You might think Kamble’s optimism springs only from Stand up India, but you would be wrong. The Chairman and Managing Director of Pune-based Fortune Construction Company has always looked at the brighter side of things -- even when he was discriminated against since childhood.
As a student in school, Kamble was never encouraged by his teachers to aim big, and was often ignored when it came to career guidance. By non-dalits around him, he was considered incompetent, nonmeritorious, reservation consumer, and so on. “Although my father was a government school teacher and the family was relatively well-off, I was more certainly looked down upon,” he remembers. He made these stumbling blocks into stepping stones, however. “What kept me going at such times was the desire to succeed. The more I would be sidelined socially, the more I wanted to prove myself,” he says. With time, Kamble began developing an insatiable drive to succeed, to prove all the doubters and naysayers
wrong, and lead a better life than them. “I would dream of riding a bike, and revving it up as I whizzed through the streets,” he remembers. Just to prove a point, he refused to take up a government job on reservation quota and, instead, decided to be an entrepreneur.

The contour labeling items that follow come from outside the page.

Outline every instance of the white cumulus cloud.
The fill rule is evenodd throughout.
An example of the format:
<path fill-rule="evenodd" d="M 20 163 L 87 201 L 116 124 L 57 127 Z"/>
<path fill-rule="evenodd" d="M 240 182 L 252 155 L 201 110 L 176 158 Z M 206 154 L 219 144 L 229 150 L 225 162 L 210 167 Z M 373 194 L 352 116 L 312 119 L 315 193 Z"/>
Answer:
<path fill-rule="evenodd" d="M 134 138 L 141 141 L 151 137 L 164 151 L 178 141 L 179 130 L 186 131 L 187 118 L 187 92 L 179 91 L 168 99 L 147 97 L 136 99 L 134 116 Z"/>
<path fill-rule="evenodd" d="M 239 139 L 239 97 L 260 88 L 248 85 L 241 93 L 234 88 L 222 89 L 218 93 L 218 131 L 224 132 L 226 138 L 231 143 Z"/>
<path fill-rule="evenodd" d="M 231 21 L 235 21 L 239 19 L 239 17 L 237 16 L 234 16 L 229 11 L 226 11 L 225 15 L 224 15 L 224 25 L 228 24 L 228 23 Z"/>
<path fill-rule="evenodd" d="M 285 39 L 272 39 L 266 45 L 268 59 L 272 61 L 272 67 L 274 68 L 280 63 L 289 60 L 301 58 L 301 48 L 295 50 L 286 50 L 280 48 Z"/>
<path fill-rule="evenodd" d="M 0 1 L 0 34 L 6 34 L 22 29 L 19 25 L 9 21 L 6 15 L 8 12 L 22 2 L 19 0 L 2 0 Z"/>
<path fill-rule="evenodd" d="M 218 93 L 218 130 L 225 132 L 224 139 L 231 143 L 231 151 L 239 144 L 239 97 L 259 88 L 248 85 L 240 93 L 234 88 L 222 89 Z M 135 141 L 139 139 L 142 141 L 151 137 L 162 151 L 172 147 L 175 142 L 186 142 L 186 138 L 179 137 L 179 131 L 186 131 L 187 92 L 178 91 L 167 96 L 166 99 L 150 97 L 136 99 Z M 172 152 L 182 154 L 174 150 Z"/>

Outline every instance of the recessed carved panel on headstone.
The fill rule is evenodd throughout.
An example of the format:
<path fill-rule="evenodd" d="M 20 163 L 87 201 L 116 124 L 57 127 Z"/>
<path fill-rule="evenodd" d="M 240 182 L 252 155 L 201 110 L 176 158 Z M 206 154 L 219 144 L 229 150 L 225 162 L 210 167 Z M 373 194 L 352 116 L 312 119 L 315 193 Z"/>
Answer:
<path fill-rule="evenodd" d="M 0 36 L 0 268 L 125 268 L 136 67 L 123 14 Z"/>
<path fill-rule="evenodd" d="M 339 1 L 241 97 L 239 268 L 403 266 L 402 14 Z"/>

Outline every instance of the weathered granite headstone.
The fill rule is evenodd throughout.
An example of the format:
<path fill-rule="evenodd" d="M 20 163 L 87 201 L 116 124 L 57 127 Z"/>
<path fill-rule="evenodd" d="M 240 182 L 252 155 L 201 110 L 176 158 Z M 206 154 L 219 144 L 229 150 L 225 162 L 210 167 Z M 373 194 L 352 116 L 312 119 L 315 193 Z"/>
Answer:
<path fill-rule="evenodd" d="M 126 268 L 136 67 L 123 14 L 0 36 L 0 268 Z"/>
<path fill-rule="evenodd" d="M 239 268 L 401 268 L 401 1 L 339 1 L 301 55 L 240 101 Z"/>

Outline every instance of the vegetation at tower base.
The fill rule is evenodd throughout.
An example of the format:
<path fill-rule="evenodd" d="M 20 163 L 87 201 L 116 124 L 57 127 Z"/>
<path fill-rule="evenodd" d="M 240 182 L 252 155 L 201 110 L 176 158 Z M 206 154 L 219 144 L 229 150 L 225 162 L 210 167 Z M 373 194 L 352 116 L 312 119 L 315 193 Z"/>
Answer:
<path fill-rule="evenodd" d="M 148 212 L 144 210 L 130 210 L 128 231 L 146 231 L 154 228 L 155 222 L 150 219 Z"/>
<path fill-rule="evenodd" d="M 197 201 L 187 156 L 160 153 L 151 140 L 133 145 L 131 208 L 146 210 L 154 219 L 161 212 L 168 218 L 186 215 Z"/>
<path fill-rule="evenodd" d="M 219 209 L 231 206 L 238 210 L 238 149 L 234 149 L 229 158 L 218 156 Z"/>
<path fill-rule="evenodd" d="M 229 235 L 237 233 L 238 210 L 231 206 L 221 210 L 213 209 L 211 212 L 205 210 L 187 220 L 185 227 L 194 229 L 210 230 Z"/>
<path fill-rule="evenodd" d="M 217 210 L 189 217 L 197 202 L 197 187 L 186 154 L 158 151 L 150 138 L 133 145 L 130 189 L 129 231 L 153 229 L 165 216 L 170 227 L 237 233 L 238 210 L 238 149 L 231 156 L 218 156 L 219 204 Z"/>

“I dreamed of launching my own construction company, even though I had no idea about the kind of market it was, I had no capital, and no experience either,” laughs Kamble. To tick at least one prerequisite off the list, he worked in construction companies for a while to gain experience. The turning point camewhen he overheard his manager refusing a contract for making the boundary wall for Pune’s well-known Ferguson Engineering College. “My eyes lit up. I quit the company, bagged the wall-raising contract, borrowed money from friends, and the journey began,” says Kamble, wistfully. Today Kamble, a civil engineer by qualification, heads a Rs 100-plus crore company, and is helping innumerable dalits with the help of DCCI. The industry body’s members’ operations vary from petty trading to manufacturing and offshore drilling. In 2012, the Securities and Exchange Board of India (SEBI) gave clearance to setting up a DICCI SME Fund, which is aimed at providing dalit entrepreneurs with capital and managerial skills. There is a lot more than what can be done to help the equality-in-industry cause, Kamble feels. “The biggest need today is access to the market. Look how supplier diversity has helped the Blacks in the US to march ahead!” he says, citing his own experience of the boundary wall contract; because he had the contract, money followed. “Suppose I have supply orders from Indian Railways for 50,000 plastic spoons a day. My own family members, relatives, friends and even banks will be willing to fund me because I have supply orders. But, what if I had funds, plant and machinery, but no market?” he questions?
This article first appeared in the Indian edition of Entrepreneur magazine (June 2016 Issue).